With contravariance, a Consumer<NSObject *> can be assigned to Consumer<NSString *> because a consumer that handles any object can certainly handle strings.

The Compile-Time Limitation

Lightweight generics exist purely at compile time. At runtime, the type information is gone. This means you cannot:

Check the generic type at runtime:

// This doesn't work - there's no runtime generic type info
if ([array isKindOfClass:[NSArray<NSString *> class]]) {  // Meaningless

Use generics with performSelector or other runtime features:

// Runtime doesn't know about generics
NSArray *result = [object performSelector:@selector(names)];
// Compiler doesn't know result is NSArray<NSString *>

This is different from Swift generics, which retain type information at runtime. Objective-C chose compile-time-only generics for backward compatibility with existing code and the runtime.

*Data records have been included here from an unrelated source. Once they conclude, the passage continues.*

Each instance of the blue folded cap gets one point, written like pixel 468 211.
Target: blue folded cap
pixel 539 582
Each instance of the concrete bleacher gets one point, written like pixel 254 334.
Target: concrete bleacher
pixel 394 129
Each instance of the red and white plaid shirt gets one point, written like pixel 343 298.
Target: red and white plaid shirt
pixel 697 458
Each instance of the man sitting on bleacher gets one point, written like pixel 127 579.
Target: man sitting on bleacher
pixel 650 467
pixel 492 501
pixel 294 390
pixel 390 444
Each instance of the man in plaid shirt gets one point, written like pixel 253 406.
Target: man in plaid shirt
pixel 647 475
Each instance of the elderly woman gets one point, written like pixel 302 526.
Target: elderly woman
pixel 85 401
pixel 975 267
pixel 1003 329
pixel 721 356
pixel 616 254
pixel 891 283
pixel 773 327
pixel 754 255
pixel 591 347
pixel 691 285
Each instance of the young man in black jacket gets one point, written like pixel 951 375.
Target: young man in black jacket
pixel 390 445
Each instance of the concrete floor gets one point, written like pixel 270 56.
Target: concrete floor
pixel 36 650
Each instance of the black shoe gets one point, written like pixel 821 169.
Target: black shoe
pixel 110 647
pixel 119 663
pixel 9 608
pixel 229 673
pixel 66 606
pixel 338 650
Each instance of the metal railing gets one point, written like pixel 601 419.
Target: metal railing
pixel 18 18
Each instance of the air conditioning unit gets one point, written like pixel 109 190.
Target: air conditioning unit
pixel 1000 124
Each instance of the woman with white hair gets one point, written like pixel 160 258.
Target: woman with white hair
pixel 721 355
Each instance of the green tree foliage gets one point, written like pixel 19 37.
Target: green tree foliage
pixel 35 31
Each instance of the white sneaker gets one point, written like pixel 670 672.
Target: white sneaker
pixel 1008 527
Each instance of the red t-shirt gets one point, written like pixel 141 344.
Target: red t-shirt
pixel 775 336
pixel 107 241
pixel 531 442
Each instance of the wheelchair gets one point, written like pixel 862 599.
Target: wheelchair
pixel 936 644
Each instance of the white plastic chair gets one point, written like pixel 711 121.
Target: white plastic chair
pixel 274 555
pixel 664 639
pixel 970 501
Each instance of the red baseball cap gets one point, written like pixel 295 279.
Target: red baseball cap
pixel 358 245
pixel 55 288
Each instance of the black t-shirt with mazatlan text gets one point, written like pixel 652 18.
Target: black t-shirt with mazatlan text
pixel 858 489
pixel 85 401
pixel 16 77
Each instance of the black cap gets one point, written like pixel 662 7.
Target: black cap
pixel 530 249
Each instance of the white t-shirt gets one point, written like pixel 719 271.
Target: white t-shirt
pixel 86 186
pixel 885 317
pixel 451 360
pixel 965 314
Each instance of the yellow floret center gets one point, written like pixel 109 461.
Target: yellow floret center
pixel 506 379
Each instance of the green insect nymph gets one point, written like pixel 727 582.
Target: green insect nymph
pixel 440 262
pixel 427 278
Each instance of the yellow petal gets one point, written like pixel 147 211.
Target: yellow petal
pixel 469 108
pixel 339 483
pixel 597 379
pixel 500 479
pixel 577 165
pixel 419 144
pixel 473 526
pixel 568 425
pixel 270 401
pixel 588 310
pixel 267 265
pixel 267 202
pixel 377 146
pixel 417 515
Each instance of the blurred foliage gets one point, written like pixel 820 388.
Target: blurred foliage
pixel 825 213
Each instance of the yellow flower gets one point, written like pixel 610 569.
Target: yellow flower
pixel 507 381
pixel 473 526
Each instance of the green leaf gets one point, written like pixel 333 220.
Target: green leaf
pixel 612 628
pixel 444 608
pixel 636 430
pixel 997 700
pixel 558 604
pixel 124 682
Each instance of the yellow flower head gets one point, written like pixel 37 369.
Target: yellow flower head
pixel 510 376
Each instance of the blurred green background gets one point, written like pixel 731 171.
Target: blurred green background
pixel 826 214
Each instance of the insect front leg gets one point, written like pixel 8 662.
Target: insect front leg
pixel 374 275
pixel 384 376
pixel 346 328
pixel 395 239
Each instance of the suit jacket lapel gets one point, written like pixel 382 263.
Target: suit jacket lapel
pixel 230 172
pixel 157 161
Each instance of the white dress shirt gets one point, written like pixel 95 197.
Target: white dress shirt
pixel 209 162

Nullability and Generics Together

Lightweight generics pair well with nullability annotations. Together they provide a complete type description:

@interface UserManager : NSObject

@property (nonatomic, copy, readonly) NSArray<User *> *allUsers;
- (nullable User *)userWithID:(NSString *)identifier;
- (NSArray<User *> *)usersMatchingPredicate:(NSPredicate *)predicate;

@end

This tells both the compiler and Swift exactly what to expect. The combination of generics and nullability makes Objective-C APIs bridge to Swift much more naturally.

Swift Interop Benefits

The real payoff comes when Swift imports your Objective-C code. Without generics:

// Objective-C
@property (nonatomic, copy) NSArray *names;

Swift sees this as [Any], requiring constant casting:

// Swift
let firstName = manager.names.first as? String

With generics:

// Objective-C
@property (nonatomic, copy) NSArray<NSString *> *names;

Swift sees the proper type:

// Swift
let firstName = manager.names.first  // Already String?

This removes friction in mixed codebases. If you maintain Objective-C code that Swift consumes, adding generics to your collection properties and return types is one of the highest-value improvements you can make.

Practical Adoption

For existing codebases, start with the most-used interfaces. Properties that return collections are good candidates:

// Before
@property (nonatomic, copy) NSArray *items;
@property (nonatomic, strong) NSDictionary *cache;

// After
@property (nonatomic, copy) NSArray<Item *> *items;
@property (nonatomic, strong) NSDictionary<NSString *, NSData *> *cache;

Method parameters and return types benefit too:

// Before
- (NSArray *)fetchResults;
- (void)processItems:(NSArray *)items;

// After
- (NSArray<Result *> *)fetchResults;
- (void)processItems:(NSArray<Item *> *)items;

The changes are purely additive. Existing code continues to work because generics are erased at runtime. You can adopt them incrementally without breaking anything.

Lightweight generics do not give you the full power of Swift or C++ generics, but they eliminate a whole category of type mismatch bugs and make your Objective-C code play nicely with Swift. For the small effort of adding angle brackets, you get compile-time safety and better tooling support.